You could set this 10 million bales aside. Don't forget that cotton is wealth, cotton is not like money, a medium of exchange, cotton is pure wealth. It turns into 78 times its value, 10 million bales of cotton is worth a billion and a half dollars today. But at interest it is worth 10 to 12 billion dollars. You can take a long-term use and do something for it.
The CHAIRMAN. You don't have to talk to me about that. But we like to have it in the record.
Mr. MANNING. There are 3 or 4 things you could do to help our cotton farmers. The first is you get together and put somebody like you and Senator Johnson on the committee that reaches a parity price. Anybody that has an ounce of brains knows that the parity price that they have set is fair to us, which is now around 33 or 34 cents, doesn't give any American his just share of our national income, as President Eisenhower said on the statehouse steps. Any man that thinks cotton at 33 cents a pound gives the farmer his just share of the national income they ought to be put in the insane asylum, or else he is a man with an impure heart. I am talking from 40 years' experience, not just 10 days.

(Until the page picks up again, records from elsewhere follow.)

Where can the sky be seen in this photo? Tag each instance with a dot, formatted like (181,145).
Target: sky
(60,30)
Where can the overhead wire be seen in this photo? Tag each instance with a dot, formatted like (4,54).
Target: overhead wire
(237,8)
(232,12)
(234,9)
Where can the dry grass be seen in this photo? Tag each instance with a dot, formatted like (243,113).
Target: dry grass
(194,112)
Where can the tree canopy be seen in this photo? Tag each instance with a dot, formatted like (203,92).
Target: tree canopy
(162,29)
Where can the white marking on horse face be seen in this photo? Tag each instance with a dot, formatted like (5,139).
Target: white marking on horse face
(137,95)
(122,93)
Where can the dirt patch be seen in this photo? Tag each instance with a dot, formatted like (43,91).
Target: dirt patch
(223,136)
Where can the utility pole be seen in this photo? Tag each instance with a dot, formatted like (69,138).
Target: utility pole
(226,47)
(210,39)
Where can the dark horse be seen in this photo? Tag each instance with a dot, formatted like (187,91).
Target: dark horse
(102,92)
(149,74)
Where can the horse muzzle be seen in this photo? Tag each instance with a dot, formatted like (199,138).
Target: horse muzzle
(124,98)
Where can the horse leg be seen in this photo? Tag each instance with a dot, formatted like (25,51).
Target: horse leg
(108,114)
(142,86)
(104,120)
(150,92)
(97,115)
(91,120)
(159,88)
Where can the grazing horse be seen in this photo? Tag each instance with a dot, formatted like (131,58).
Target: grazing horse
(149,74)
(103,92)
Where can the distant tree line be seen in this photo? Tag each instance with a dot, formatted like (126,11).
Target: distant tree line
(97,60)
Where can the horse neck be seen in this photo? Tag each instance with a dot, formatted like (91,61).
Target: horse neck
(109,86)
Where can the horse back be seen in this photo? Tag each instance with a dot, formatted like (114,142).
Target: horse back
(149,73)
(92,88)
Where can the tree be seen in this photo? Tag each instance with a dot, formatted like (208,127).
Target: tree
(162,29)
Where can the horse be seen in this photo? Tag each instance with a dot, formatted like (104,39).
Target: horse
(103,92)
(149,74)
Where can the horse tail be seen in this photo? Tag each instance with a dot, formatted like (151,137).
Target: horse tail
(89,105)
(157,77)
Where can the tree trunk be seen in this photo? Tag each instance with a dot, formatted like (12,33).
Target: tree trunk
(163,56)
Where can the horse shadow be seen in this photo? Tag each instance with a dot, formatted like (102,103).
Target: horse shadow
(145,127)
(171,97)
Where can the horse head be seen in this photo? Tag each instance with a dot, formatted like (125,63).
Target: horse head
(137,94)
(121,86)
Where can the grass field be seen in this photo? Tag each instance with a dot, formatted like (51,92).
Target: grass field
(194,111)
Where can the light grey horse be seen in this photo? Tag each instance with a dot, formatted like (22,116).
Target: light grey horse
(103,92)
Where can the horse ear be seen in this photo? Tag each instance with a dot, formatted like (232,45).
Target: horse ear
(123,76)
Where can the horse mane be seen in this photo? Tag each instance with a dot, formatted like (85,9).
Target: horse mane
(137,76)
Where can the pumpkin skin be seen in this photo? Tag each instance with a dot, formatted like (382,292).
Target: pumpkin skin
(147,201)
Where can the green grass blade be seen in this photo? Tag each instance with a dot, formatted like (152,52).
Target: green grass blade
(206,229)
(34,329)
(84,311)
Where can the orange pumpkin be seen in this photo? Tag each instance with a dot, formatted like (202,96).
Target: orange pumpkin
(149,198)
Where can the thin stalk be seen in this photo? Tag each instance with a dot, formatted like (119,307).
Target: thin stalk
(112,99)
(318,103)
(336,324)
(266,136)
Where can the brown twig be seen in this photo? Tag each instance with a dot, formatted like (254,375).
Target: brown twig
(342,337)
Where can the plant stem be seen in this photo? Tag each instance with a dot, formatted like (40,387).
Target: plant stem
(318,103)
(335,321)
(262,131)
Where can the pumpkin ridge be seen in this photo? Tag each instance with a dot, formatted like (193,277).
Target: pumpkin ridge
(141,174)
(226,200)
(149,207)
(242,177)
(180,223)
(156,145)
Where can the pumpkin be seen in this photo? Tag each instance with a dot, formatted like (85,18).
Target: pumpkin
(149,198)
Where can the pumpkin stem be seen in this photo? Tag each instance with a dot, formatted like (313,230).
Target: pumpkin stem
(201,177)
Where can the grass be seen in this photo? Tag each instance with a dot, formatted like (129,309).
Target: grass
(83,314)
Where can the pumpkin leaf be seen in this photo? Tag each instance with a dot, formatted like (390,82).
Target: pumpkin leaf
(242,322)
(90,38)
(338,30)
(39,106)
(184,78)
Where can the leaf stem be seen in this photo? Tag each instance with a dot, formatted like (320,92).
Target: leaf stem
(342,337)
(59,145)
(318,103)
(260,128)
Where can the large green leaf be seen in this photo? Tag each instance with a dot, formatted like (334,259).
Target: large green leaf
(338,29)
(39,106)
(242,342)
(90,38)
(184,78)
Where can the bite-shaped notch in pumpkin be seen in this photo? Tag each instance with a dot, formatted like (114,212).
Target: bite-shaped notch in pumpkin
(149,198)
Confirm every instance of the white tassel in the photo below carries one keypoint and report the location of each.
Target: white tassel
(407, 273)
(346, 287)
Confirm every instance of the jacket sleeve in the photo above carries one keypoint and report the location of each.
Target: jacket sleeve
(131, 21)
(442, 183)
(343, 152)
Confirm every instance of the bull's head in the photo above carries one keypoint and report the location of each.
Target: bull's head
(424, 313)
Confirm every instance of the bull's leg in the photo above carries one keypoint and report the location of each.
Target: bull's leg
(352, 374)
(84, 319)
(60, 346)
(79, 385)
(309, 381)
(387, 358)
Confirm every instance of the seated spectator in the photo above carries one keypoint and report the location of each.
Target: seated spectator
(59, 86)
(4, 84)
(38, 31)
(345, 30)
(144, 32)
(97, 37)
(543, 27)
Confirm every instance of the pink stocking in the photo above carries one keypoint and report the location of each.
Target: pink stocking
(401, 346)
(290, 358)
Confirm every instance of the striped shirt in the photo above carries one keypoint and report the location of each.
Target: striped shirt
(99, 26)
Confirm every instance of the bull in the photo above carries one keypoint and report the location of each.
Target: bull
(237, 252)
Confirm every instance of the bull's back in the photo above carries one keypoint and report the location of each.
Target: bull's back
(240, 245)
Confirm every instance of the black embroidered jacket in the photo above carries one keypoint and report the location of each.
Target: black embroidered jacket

So get you a parity concept that takes into account the labor of producing cotton and put that labor down just like the preacher, the teacher, the lawyer, doctor, the labor-union men, all the railroad employees, everybody in America, clerks in the stores, everybody, and be sure they get that $1 minimum that you put for everybody.
The CHAIRMAN. Hired labor is included in the formula now.
The CHAIRMAN. The dollar an hour won't take effect until next January.
Mr. MANNING. I am not talking about the best farmers on the best land in America. I am talking about the average cotton farmer in South Carolina. That is all I am familiar with.
I would suggest after you get that parity concept changed—while we are on parity wasn't it based on the years 1909 to 1914?
The CHAIRMAN. Yes.
Mr. MANNING. That came in the years I was going to college. I went to college in 1910. And I made up my mind in those 4 years as I got older and got out of the sticks and went to town a few times, went to Columbia and Spartanburg and Richmond and New York, that in spite of the fact my father was a big farmer in his day, 1,500 bales of cotton a year, I said God deliver me from the farm.
The only reason I am here today is instead of going to Harvard and studying law I developed tuberculosis and the people up in New York, the best doctor in the land, says stay on the farm, the rest of your life. I would rather live on the farm than die in the President's chair. I am here for that reason. That is when I made up my mind, 1909–14, those favorable years—and God knows I had a favorable start as far as finances—that is why I am here today. I am bringing those out because those are supposed to be the favorable years that we based parity on.
The CHAIRMAN. They were only favorable to this extent, that it gave to the farmer what they considered a fair purchasing power at that time.